31 May 2017: Articles 
Breast Implant-Associated Anaplastic Large Cell Lymphoma (ALCL): A Case Report
Challenging differential diagnosis, Unusual setting of medical care, Rare disease, Educational Purpose (only if useful for a systematic review or synthesis)
Sevan Evren ABCDEF 1, Thaer Khoury ABCDF 2, Vishalla Neppalli ABCDF 2, Helen Cappuccino ABDEF 3, Francisco J. Hernandez-Ilizaliturri ABCDE 1*, Prasanna Kumar ABCDF 4DOI: 10.12659/AJCR.903161
Am J Case Rep 2017; 18:605-610
Abstract
BACKGROUND: Anaplastic large cell lymphomas (ALCL) are a rare type of primary breast lymphoma.
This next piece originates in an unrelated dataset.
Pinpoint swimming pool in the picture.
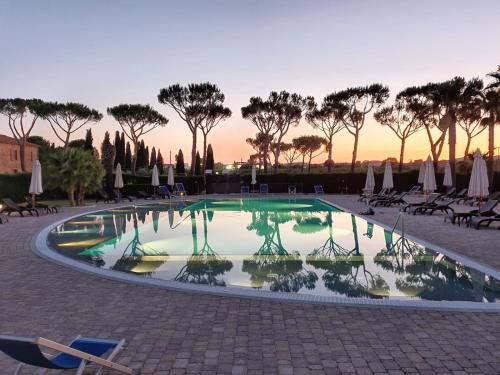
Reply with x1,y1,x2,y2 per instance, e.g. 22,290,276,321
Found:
47,198,500,303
The association between breast implants and ALCL was first described in 1997 and since then 34–173 cases have been presented. The annual incidence of breast implant-associated ALCL (BI-ALCL) is 0.1–0.3 per 100 000 women who undergo breast reconstruction, and cases are often underreported due to the rarity of these tumors. BI-ALCL arises from the inflammatory T cells surrounding the fibrous capsule, and most tumors are in situ.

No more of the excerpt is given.